L'AfD a rétorqué que le statu quo était inacceptable : « Chers amis, maintenant que nous sommes le troisième plus grand parti, le gouvernement doit en tenir compte », a déclaré Alexander Gauland, ancien responsable de la CDU qui est aujourd'hui coprésident de l'AfD. « Nous les chasserons. Nous allons chasser Frau Merkel et nous récupèrerons notre pays et notre peuple ».

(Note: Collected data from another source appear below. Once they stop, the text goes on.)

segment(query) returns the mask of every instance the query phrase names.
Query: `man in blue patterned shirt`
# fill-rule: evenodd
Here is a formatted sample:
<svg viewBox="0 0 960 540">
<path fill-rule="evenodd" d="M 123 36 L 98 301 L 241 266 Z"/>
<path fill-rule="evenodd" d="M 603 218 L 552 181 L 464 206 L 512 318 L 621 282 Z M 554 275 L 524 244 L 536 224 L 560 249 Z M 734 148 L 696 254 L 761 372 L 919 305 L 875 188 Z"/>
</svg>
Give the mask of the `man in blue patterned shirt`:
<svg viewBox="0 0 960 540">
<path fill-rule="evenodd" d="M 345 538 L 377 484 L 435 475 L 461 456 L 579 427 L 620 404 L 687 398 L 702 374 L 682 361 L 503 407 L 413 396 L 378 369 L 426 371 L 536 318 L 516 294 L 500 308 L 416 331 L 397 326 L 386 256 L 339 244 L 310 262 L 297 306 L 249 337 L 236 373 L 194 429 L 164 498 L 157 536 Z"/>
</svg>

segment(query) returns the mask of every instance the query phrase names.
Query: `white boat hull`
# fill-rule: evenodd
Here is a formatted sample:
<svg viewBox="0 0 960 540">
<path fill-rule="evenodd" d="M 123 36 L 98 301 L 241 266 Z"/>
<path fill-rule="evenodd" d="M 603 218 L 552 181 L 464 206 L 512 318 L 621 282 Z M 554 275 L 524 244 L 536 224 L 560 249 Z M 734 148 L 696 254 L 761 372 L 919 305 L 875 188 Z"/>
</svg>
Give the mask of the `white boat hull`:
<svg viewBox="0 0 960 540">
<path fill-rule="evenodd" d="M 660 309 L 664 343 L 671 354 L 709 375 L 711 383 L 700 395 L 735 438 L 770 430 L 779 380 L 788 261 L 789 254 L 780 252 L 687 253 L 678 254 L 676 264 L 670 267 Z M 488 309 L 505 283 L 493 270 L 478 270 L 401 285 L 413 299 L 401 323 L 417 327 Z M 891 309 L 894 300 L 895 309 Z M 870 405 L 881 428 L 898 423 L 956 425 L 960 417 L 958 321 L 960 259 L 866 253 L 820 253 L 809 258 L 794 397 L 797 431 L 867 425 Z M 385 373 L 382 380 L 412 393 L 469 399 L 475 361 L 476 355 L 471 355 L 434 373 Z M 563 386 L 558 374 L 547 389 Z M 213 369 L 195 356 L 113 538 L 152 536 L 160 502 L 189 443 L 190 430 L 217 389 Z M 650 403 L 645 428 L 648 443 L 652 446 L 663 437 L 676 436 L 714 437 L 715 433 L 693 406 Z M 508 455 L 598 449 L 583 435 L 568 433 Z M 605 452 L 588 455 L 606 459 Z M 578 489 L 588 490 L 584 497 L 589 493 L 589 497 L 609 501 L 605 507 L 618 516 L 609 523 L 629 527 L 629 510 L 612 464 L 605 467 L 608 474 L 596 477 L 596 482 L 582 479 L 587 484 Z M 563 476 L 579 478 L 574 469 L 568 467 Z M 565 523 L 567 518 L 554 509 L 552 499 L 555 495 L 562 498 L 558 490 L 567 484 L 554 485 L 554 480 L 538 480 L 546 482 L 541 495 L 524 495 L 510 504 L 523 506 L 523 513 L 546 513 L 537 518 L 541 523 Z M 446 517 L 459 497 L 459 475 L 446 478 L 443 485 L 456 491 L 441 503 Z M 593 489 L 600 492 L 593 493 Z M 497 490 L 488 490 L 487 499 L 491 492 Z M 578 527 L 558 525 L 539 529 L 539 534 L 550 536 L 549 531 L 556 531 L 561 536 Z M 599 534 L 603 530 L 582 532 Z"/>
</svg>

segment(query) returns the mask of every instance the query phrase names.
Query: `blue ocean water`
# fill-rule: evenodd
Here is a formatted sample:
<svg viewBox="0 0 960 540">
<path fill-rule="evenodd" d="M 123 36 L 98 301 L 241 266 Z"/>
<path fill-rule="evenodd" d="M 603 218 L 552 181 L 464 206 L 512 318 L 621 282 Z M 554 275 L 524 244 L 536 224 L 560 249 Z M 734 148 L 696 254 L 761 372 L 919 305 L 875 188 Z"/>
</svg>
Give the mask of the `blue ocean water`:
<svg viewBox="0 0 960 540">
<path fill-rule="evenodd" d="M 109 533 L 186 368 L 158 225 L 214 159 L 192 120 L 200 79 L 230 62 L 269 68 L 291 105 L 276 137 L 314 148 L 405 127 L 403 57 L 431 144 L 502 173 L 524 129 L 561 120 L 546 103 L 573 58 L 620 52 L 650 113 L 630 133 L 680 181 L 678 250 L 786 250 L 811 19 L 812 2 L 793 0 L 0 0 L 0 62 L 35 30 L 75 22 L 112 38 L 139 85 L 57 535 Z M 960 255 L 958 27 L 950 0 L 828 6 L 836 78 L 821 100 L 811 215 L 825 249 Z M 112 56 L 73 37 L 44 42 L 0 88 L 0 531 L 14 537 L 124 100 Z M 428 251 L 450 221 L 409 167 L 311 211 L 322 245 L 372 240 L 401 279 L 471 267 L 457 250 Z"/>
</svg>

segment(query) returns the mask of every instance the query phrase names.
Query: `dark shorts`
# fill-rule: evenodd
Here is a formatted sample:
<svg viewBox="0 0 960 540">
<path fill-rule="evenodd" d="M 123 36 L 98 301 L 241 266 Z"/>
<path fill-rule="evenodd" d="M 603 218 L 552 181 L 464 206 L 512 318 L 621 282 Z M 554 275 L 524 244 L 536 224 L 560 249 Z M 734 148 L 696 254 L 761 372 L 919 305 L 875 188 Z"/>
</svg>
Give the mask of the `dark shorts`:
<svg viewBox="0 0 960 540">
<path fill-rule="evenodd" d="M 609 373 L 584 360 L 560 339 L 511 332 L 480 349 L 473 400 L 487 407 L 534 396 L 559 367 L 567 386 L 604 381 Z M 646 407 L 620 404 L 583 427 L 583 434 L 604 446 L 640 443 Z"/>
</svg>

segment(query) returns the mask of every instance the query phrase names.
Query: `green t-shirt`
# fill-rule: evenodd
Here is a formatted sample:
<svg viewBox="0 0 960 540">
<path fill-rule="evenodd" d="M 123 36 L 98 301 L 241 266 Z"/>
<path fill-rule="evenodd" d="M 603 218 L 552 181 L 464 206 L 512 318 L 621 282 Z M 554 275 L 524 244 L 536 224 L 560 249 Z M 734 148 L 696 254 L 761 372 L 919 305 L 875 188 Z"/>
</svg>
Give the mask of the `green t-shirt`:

Dans Die Zeit, l'éditorialiste Ludwig Greven a même proposé que Merkel démissionne pour éviter le naufrage des principaux partis politiques :
« Le résultat électoral de dimanche montre que l'Allemagne s'inscrit dans la lignée des autres pays européens. En France, aux Pays-Bas, en Italie, en Autriche, en Espagne et dans les pays scandinaves, les conservateurs et les démocrates-chrétiens ainsi que les socialistes et les sociaux-démocrates ont été gravement décimés, quand ils n'ont pas carrément disparu de la scène politique. Même en Autriche voisine, où les démocrates-chrétiens et les sociaux-démocrates ont dirigé beaucoup plus longtemps qu'en Allemagne, les deux grands partis réunissent à peine une majorité parlementaire ...
« Si on pousse le raisonnement jusqu'au bout, la seule solution logique et efficace serait que Merkel renonce à être chancelière. C'est de toute façon son dernier mandat. En démissionnant, elle priverait l'AfD de son rôle moteur dans la contestation de la politique d'immigration et dans la contestation de son rôle d'éternelle chancelière. »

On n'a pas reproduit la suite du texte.